Açıkça görülüyor ki salgının da etkisiyle ancak temelinde iktidarın ve muhalefetin sokağı kriminalize etmesiyle, öcüleştirmesiyle ve bir siyaset aracı olmaktan çıkartmaya çalışmasıyla birlikte siyasal alan, hak mücadelesi veren kesimler için iyice daraltılmış durumda. Salgının gidişatına göre uygulanan politikalara, göstermelik oluşturulan Bilim Kurulu’nun üyelerinin fikirlerinden ziyade tek adamın ne dediğine bakılarak kararlar verildi.
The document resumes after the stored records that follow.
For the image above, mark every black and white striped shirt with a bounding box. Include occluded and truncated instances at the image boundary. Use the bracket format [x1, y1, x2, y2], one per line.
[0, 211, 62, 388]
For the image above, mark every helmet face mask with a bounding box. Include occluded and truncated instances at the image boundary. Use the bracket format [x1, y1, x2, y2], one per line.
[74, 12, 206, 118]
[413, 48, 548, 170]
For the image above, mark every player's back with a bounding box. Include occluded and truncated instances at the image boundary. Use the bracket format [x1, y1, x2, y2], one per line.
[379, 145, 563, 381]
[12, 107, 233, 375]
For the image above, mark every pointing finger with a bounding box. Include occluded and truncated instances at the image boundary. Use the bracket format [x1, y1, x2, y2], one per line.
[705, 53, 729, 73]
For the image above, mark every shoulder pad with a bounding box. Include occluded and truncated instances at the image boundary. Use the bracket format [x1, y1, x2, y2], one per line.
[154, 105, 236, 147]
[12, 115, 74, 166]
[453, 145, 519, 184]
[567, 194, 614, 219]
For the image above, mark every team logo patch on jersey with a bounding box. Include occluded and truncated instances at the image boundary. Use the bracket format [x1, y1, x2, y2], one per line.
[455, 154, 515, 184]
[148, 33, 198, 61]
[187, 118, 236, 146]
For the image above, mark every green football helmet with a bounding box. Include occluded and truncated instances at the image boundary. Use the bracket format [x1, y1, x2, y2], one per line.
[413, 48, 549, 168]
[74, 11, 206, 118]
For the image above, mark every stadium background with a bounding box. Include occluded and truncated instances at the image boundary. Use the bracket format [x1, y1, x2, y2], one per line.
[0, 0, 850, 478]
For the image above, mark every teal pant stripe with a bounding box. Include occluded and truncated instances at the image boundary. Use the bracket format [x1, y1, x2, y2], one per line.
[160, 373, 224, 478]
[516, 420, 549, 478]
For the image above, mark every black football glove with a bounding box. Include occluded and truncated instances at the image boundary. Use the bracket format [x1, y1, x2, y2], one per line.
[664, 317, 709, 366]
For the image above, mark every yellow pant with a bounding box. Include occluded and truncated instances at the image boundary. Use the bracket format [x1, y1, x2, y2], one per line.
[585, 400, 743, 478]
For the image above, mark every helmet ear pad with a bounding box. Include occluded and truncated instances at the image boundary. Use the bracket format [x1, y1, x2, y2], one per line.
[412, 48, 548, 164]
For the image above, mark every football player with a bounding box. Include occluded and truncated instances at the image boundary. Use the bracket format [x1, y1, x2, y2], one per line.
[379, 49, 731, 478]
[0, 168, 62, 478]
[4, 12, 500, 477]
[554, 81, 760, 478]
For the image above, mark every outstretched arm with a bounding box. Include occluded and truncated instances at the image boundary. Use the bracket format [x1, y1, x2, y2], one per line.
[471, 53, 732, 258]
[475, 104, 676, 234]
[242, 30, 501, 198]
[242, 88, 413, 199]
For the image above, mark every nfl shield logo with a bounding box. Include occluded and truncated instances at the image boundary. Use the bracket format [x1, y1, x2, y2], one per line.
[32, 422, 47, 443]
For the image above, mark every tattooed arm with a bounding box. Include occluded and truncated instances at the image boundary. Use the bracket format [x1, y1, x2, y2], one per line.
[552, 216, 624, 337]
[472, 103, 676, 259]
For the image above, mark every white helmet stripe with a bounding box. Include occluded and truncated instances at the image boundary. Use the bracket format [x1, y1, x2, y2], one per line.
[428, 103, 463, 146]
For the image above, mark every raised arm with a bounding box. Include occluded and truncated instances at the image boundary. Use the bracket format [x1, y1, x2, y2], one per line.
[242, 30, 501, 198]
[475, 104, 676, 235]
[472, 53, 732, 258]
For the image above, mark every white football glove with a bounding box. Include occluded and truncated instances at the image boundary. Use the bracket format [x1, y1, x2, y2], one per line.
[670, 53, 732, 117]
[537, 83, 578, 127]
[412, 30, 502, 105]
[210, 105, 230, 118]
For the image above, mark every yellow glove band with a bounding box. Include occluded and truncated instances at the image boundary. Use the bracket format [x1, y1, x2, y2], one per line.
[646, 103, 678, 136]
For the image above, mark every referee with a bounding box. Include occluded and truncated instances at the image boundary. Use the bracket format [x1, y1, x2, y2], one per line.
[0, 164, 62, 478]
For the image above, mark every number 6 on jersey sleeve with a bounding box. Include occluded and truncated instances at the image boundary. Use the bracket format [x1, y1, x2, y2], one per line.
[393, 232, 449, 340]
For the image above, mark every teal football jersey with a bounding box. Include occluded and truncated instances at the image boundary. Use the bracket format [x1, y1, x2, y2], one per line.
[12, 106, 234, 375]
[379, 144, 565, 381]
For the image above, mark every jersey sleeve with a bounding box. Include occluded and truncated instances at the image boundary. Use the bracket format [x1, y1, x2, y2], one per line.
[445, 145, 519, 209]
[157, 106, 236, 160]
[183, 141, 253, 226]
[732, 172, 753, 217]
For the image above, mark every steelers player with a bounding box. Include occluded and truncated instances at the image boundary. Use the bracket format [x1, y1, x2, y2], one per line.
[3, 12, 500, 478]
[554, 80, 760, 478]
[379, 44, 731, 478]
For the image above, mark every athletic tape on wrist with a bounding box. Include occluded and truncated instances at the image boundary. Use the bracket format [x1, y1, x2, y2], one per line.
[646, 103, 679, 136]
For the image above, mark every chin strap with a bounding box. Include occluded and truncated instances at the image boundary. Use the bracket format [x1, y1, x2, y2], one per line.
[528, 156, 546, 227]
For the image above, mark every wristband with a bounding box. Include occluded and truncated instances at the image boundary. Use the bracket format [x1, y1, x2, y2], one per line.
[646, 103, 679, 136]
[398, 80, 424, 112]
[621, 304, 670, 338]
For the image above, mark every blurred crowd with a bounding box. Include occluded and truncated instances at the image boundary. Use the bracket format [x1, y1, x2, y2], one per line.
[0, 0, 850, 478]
Bu karar ve politikalarla kafelerin, yerlerin ne zaman açılıp kapatılacağına karar verici durumda olmak sınıfsal reflekslerin düzenlenişi açısından da anlam taşıyor aynı zamanda.
ÇARE SINIF SİYASETİNDEN GEÇMEKTE
İktidar, bekası için ihtiyaç duyduğu meşruiyet alanında güç kaybettikçe, tabanıyla bağı koptukça bunu elindeki şiddet tekelini ve güvenlik aygıtlarını orantısız biçimde kullanarak telafi etmeye çalışırken, pandemi sürecinde alınan önlem ve tedbirler de bunlar için bir kılıf olma durumuna geliyor. Bir yandan muhalefetin iktidar seçeneği olmaması için iktidarın yasal ya da olmayan her yolu kullanması ve muhalefeti itibarsızlaştırma çabası varken, diğer yanda düzen partilerinin de hâlâ, sandıkta çoğunluğu alanın iktidara geleceği varsayımıyla ve şiarıyla hareket ettiği bir durum var.
Vatandaşı can ve geçim derdi kıskacına sokan tek adam yönetiminin derdi de halkın asli gündemi ve dertleri olan işsizlik, yoksulluğa karşı mücadele, eşitlik, insanca yaşam taleplerinin üstünün örtüldüğü bir siyasi ortamı oluşturmaktır. Ayrıca örgütlenme düzeyinden grev yasaklarına, her geçen gün daha fazla güç kazanan -kazandırılan- sendikal bürokrasiden toplu sözleşme barajlarına kadar birçok engel işçi sınıfının mücadele alanını daha da daraltmaktadır. Bu baskı ve saldırılardan, sonucunda hedeflenen daralmadan öğrenciler, kadınlar da fazlasıyla hakkını almakta. Bu baskı ve saldırılara karşı tek parola mücadele iken, mücadele edebilmenin yolu ve yöntemi de sınıf dayanışmasından ve sınıf siyasetinden geçmektedir. Bugün salgınla mücadele için de bilimsel yolun ve yöntemin tercih edilmesi ve bunun üzerinden tedbirlerin, önlemlerin uygulanması elzemken; örgütlü mücadeleyi genişletmeyle, siyasete müdahil olmayla da bu siyaset yapma alanımızın daraltılmaya çalışılmasından kurtulabilir, kendi sözümüzü söyler ve uygulatır hale gelebiliriz.